Closed minkull closed 4 years ago
Note to reviewers: these authors want multiple badges
@ai4se @sangkilc
I followed the instructions described in GitHub repository (https://github.com/researchart/rose6icse/tree/master/submissions/available/Ankou) to install Ankou on docker container running ubuntu 18.04. There are some problems when trying to reproduce the results:
As mentioned in the paper, authors obtained 150 different subjects from 24 packages and randomly selected one subject per package to form the benchmark (24 subjects in total) when evaluating Ankou on its impact of dimensionality reduction (RQ1 in Sec 6.2) and the necessity of distance-based fitness function (RQ3 in Sec 6.4). Table 1 illustrates all the experimental results. The 24 selected subjects used at this point are required to produce the results in Table 1. However, detailed information on which subject is randomly selected in the evaluation is not provided.
README.md
is too simple to follow.The first step is to compile the 24 packages mentioned in the paper at the same version or commit using afl-gcc
. None of these 24 package are provided. Collecting these packages online costs too much for reviewers. Also since docker container is used for fuzzing, it would be better if a dockerfile
is available to set up the environment and compile all packages instead of leaving these steps to reviewers. The second step is to run the produced subjects with commands found in configuration.json
. So reviewer still needs to convert this json file to 150 separate commands and run them in a docker container. A shell script should be provided. The third step is to analyze the output directory for results. The problem here is the statistics file of fuzzing campaign in $OUTPUT_DIR/status*
is a bit too messy for reviewers to analyze. No detailed information or script to facilitate the analysis. Furthermore, reviewers cannot get coverage and throughput information from the output.
safe stack hash
to triage crashes.To evaluate the number of bugs found, crashes can be easily found from $OUTPUT_DIR/crashes-*
directory. However, only unique bugs found by Ankou are listed in Table 2. As mentioned in Sec 6.7, authors decided to use safe stack hash
to triage multiple crashes. Thus, without the detailed information about how to use safe stack hash, there is no way for reviewers to count the numbers of bugs based on the crash information.
@ai4se Could you shed some lights on the issue mentioned above?
@sangkilc : please reply to the above.
@random-friendly-dude : I look forward to your review
@timm Hi Tim, I do have provided my review..
Thanks for the review. @Jiliac is preparing for benchmark programs. He will respond to this thread ASAP.
Thanks for the review. First of all, I am sorry the evaluation description was so brief.
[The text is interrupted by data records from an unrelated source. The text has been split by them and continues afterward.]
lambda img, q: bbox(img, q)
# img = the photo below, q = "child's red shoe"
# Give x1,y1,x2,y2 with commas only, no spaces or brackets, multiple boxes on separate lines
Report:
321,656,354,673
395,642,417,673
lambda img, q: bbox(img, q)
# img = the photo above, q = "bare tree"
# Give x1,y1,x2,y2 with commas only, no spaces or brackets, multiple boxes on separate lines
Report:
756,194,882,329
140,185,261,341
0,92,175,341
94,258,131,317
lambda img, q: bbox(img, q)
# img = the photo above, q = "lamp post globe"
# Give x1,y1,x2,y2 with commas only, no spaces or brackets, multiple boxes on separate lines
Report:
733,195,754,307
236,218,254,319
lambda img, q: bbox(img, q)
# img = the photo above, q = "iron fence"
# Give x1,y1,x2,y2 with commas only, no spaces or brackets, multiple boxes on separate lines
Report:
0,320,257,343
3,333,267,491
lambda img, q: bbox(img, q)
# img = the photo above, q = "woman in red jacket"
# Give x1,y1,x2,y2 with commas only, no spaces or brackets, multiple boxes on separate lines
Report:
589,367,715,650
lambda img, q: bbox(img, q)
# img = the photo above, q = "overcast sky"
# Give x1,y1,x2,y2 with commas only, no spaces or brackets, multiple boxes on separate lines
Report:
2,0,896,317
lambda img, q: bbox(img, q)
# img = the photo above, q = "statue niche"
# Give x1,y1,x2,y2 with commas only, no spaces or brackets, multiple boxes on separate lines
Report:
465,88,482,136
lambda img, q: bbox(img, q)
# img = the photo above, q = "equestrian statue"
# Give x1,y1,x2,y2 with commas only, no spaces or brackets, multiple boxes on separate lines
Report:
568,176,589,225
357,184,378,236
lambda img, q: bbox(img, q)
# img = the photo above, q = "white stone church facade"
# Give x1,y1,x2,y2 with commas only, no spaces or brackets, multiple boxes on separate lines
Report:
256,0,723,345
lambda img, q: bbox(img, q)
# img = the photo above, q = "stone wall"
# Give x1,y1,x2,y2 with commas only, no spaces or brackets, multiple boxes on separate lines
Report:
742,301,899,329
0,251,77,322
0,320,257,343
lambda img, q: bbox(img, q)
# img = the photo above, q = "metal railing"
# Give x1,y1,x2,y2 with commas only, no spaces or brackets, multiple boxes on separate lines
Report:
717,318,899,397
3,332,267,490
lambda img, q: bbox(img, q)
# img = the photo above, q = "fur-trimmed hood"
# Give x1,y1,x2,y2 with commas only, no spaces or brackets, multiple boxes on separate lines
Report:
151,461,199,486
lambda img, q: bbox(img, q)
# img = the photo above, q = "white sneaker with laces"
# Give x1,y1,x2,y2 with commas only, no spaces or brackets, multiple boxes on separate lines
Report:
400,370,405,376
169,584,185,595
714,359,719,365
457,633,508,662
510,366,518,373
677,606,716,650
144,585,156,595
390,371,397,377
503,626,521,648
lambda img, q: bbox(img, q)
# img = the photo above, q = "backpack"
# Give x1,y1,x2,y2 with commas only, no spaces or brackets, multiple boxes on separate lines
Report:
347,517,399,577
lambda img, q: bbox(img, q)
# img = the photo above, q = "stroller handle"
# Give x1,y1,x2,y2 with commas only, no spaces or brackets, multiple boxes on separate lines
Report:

I didn't understand the reusable and available badges were also about reproducing the paper experiments.
We will add the 24 subjects of RQ1 and RQ3, and the steps to reproduce the safe stack hash triage we used by next Wednesday. Concerning the execution of the 150 subjects and their evaluation, we now provide the source of all the packages at the right version at: https://github.com/SoftSec-KAIST/Ankou-Benchmark. We will also add indications on what statistics from $OUTPUT_DIR/status*
was used to make each data point for the RQs by Wednesday. However, producing a full-fledged benchmark with all subjects pre-compiled and ready to run would take too much time.
@sec365 looking forward to your review
I agree with the first reviewer.
I am able to compile and run Ankou on binutils following the authors’ instructions. However, there is no information regarding where to download and compile the 24 packages mentioned in the paper. I also find it difficult to interpret the results in Ankou output directory.
I believe the current version does not satisfy the criteria of “available” and “reusable”.
====available==== Only the fuzzer is available. I suggest the authors make the evaluation subjects available as well. Otherwise, it is difficult to judge whether the tool is “functional”.
====reusable==== To facilitate reuse, the authors should provide more detailed instructions on how to set seeds and interpret the output of Ankou.
I see that the authors are trying to improve the submission. I will be happy to review the revised version.
benchmark/rq1_rq3.json
.README
contains instructions to install and run one package, and the Dockerfile
builds an image able with two packages compiled. The README
also explains how to interpret status*
files to get the branch coverage, throughput, and the "effectiveness" metric used in RQ2.triage/
folder contains scripts to obtain the stack hash. The last section of the README
give the command to use them.Sorry for the brevity of the previous comment. We understand the previous submission was missing enough details to be able to reproduce the evaluation. Thus, we updated our repositories with new README
.
We could have provided a single script that completely rebuilds every subject and redo our experiments, but it will simply take months to finish, which is simply infeasible to evaluate. So instead, we provide a Dockerfile
that can automatically set up the whole environment including two packages in our benchmark. The two packages were chosen based on how fast we can observe the first crash using Ankou. This is to ease evaluating our tool without having to wait for hours to produce crashes. Plus, we provide detailed instructions on how to interpret our results.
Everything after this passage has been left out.